“…the first impression remains a just one. Despite variety, most of the surface of Death Valley is dead … a land of jagged salt pillars, crackling and tortured crusts of mud, sunburnt gravel bars the color of rust, rocks and boulders of metallic blue naked even of lichen.” ~ Edward Abbey
“No place is ever as bad as they tell you it’s going to be.” ~ Chuck Thompson
I spent a lot of time hiking and climbing in Death Valley National Park back when I lived in California and today’s Park was then just a Monument. Then we moved to northern Oregon and talk of a “winter get-away” suddenly gained a lot of traction. Despite time-off from work being at a premium, we finally managed to spend a few days sightseeing and hiking in Death Valley – where there was a great deal of sunshine and only a tiny bit of rain (despite it’s being a wet year in California).
We spent one day just warming up (literally and figuratively) by doing some classic tourist stuff: Scotty’s Castle, the Goldwell Open Air Museum in Rhyolite, Rhyolite itself, the bar at the Furnace Creek Inn, etc.
Then we overcame inertia for a hike at Darwin Falls, which is west of Death Valley near Panamint Springs (and one of my favorite hikes in this area). The hike starts on an old road in a dry wash which looks as though it hasn’t seen water in ages. The old road is actually an old toll road to the mines at Darwin, California.
However, after less than a mile, the old road goes uphill to the left while a use trail continues on up the now narrowing sandy wash. Soon we came to open water,
and then the first waterfall, which is about 30 feet high.
A lot of people stop here because the canyon has narrowed and there’s no obvious trail on which to continue. But there is a moderate (a few 3rd class moves) scrambling route on the left wall (facing up canyon) that got us up to the level use trail to the upper falls.
After a short walk, we reached the base of the upper falls, which is actually a series of pools and drops totaling at least 100 feet. These are the lowest falls and pool in the upper fall complex,
and this is looking down from the top of the falls. We reached this point by hiking up a scree chute on the right canyon wall – no climbing, just loose rock.
The water runs here year-round but the intensity of the falls (and they can be spectacularly intense) varies considerably in response to rain events upstream.
This is a readily accessible canyon near Stovepipe Wells, which includes both ridge walks and slots.
This is another very accessible narrow canyon in the Grapevine Mountains north of Furnace Creek.
The water (when there is any) polishes the rock on the canyon walls into an amazing array of abstract images.

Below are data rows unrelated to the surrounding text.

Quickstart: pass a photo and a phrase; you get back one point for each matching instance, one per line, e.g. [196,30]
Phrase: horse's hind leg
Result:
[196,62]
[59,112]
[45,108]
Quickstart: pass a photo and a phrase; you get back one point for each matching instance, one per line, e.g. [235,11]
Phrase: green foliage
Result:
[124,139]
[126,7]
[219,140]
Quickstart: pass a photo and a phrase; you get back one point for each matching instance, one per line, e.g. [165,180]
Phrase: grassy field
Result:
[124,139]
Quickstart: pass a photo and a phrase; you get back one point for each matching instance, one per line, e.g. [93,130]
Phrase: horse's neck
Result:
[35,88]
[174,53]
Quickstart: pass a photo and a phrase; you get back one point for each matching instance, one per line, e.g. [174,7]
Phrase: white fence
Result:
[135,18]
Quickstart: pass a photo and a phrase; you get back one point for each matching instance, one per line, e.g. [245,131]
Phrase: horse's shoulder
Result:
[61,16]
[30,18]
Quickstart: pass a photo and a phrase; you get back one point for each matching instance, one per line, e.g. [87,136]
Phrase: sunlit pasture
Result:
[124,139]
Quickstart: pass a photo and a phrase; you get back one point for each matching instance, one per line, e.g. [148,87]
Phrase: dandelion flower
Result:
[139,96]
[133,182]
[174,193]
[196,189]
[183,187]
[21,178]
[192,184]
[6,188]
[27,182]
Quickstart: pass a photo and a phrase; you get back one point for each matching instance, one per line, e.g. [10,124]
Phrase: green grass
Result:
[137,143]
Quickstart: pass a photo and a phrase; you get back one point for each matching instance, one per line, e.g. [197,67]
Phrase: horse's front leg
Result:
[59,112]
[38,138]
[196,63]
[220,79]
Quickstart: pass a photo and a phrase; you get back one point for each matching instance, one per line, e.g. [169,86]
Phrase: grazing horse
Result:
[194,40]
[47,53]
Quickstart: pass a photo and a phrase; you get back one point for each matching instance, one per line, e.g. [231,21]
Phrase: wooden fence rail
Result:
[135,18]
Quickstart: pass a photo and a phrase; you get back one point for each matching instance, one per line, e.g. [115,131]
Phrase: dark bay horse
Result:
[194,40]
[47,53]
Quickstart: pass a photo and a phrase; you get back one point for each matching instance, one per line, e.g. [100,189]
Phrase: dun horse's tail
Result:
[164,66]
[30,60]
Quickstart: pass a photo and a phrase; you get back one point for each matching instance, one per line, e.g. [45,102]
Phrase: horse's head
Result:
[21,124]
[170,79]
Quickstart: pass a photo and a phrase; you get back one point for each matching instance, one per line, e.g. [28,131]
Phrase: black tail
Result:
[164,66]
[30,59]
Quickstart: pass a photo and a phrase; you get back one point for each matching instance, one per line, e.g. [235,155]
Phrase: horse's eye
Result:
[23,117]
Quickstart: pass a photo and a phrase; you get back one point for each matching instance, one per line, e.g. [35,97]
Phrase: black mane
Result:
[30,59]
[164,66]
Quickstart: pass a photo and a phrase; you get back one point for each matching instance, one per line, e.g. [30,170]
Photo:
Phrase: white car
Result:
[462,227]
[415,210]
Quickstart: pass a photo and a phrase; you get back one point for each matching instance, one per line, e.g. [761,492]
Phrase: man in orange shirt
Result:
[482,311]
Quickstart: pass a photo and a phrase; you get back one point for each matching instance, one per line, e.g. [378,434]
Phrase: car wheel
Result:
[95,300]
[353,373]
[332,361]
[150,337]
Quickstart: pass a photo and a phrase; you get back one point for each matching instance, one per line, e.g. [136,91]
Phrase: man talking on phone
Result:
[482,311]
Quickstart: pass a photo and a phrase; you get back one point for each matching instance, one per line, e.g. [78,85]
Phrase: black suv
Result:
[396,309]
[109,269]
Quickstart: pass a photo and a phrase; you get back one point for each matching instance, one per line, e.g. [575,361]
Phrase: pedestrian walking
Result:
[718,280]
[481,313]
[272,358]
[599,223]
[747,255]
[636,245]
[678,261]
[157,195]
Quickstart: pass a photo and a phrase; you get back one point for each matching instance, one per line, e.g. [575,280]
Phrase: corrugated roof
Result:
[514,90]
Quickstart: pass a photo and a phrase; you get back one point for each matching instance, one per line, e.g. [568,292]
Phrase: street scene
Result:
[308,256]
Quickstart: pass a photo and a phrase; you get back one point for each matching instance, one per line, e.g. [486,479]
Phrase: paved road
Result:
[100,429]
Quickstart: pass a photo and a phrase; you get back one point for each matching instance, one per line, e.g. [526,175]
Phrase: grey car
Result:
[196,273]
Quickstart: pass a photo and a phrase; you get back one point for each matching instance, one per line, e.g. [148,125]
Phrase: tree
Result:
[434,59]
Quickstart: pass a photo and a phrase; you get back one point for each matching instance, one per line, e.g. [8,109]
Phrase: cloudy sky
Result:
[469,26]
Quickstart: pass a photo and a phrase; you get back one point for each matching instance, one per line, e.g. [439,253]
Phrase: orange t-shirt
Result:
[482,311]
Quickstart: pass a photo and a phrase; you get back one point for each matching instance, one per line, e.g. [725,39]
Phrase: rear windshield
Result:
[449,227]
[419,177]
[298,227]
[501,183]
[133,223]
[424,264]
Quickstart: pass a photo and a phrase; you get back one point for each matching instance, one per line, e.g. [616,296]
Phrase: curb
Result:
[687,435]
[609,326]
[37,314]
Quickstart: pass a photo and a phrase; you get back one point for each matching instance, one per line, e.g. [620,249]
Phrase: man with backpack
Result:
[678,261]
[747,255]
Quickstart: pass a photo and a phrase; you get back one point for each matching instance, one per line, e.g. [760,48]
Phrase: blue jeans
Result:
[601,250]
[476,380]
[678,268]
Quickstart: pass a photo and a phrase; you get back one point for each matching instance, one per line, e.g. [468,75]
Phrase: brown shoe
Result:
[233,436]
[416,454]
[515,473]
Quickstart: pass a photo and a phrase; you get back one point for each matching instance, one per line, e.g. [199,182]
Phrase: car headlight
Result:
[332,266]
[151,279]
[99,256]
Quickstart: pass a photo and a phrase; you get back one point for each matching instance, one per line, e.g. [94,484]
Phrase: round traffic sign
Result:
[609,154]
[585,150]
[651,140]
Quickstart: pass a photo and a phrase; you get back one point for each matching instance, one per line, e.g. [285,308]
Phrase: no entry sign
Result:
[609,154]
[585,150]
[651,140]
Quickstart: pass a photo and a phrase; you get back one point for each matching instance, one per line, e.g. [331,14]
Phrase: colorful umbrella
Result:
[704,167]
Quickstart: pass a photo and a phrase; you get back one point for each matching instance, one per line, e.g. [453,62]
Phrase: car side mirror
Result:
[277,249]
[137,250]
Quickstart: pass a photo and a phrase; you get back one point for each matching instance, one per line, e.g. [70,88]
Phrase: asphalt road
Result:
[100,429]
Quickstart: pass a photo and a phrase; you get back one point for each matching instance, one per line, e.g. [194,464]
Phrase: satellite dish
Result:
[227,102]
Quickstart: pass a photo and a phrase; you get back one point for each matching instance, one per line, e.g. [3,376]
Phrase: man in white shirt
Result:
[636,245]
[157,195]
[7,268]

Here the “falls” are typically dry and only about 20 feet high, but are steep and slick. There’s a use trail around them if you want to go further up-canyon, but we didn’t.
Badwater & Dante’s View
I convinced The LovedOne to get up real early so I could attempt to photograph the reflection of Telescope Peak (11,050 feet) in the waters at Badwater (-282 feet) – one of the iconic photographs in Death Valley. However, just as the sun started rising, a photography tour group parked on the road, marched out to the edge of the water, and set up their tripods and themselves in a line across the view. After a Zen moment searching for inner peace, I restored my karma by taking a picture of the photographers taking the iconic shot.
Later we drove up to Dante’s View for a more unobstructed view of Telescope Peak.
The body of water here is ephemeral “Lake Manly” – a water feature that exists only in those years when there is unusually high rainfall in the Valley – they’ve had several inches so far this year. These wet years are also when you can expect a “super bloom” of wildflowers in and around the Valley.
The rest of the time we just spent wallowing in the huge expanses of sky and land that constitute Death Valley and the Mojave Desert.
This was also a trip in celebration of our 20th wedding anniversary (hence the Furnace Creek Inn), which Nature decided to help us celebrate in a unique way.